Income levels of standard annuities have collapsed to all-time low, a study has found.
Financial data provider Moneyfacts explained this was driven by a "sharp fall in gilt yields" and lower demand for annuities as a result of new pension freedoms reform, which came into force this month.
Its survey found since the beginning of the year, the average annual income payable on a single life annuity for a 65-year-old fell by 5.9%, down to £476 from £506, for a £10,000 pension pot. For a £50,000 pension pot, the firm noticed a sharper decline of 6.4%, from £2,727 to £2,550.
Richard Eagling, head of pensions at Moneyfacts, said: "This is particularly unfortunate for those individuals who may have deferred making a choice until the introduction of the pension freedoms but have since decided that an annuity is still the most suitable product for them."

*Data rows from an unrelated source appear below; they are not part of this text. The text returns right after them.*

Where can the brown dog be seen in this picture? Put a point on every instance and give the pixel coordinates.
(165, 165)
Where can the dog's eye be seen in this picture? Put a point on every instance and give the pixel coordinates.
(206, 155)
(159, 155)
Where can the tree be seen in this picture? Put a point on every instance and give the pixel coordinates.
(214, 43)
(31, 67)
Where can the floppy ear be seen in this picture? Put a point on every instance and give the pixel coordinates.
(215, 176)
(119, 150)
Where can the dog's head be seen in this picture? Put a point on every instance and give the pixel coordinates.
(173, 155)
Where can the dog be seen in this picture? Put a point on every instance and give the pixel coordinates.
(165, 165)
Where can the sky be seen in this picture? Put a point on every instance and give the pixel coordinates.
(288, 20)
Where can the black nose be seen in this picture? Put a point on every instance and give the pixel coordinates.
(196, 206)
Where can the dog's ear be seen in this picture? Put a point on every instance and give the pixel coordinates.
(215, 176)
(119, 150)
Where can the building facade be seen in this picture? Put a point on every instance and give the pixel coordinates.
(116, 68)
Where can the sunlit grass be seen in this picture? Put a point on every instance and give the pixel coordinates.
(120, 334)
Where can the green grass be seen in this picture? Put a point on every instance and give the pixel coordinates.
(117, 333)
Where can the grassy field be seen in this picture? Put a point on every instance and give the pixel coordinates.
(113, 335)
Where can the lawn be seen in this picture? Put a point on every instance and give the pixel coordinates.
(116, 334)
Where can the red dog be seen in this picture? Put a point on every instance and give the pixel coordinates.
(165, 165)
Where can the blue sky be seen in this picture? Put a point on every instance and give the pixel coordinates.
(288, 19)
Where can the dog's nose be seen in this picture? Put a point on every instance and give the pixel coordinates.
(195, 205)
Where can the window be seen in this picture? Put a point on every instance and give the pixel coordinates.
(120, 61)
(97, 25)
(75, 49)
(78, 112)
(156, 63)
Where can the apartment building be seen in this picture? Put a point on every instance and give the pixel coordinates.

Moneyfacts said annuity rates were at their "lowest ever level" in the product's 30-year history, surpassing previous low rates recorded in November 2012, when people opted for annuities just before gender neutral pricing was introduced in December 2012.
Eagling said: "Could we be about to see a wave of new annuity business hitting the market at a time of record low rates, in the same way that many individuals rushed to annuities before the introduction of gender neutral pricing, only to unwittingly fix their incomes in at the previous all-time lows?"
Gender neutral pricing was implemented so insurers across the European Union had to charge the same price to men and women for the same insurance products.
For joint life annuities, the firm said rates had been "cut even more severely" than their single life counterparts. The average income fell by 6.7% for a £10,000 pot and by 6.8% for a £50,000 pension pot.
The survey reported enhanced annuity rates "proved to be slightly more resilient" than standard annuities, but there were also "sizeable reductions". The average enhanced pension annuity rate for a £10,000 pension pot fell by 5.3% and by 6% for a £50,000 pot.
Eagling said: "The average potential uplift available through an enhanced annuity compared with a standard annuity is currently around 22% - an extra level of income that could make a big difference in the current low annuity rate environment."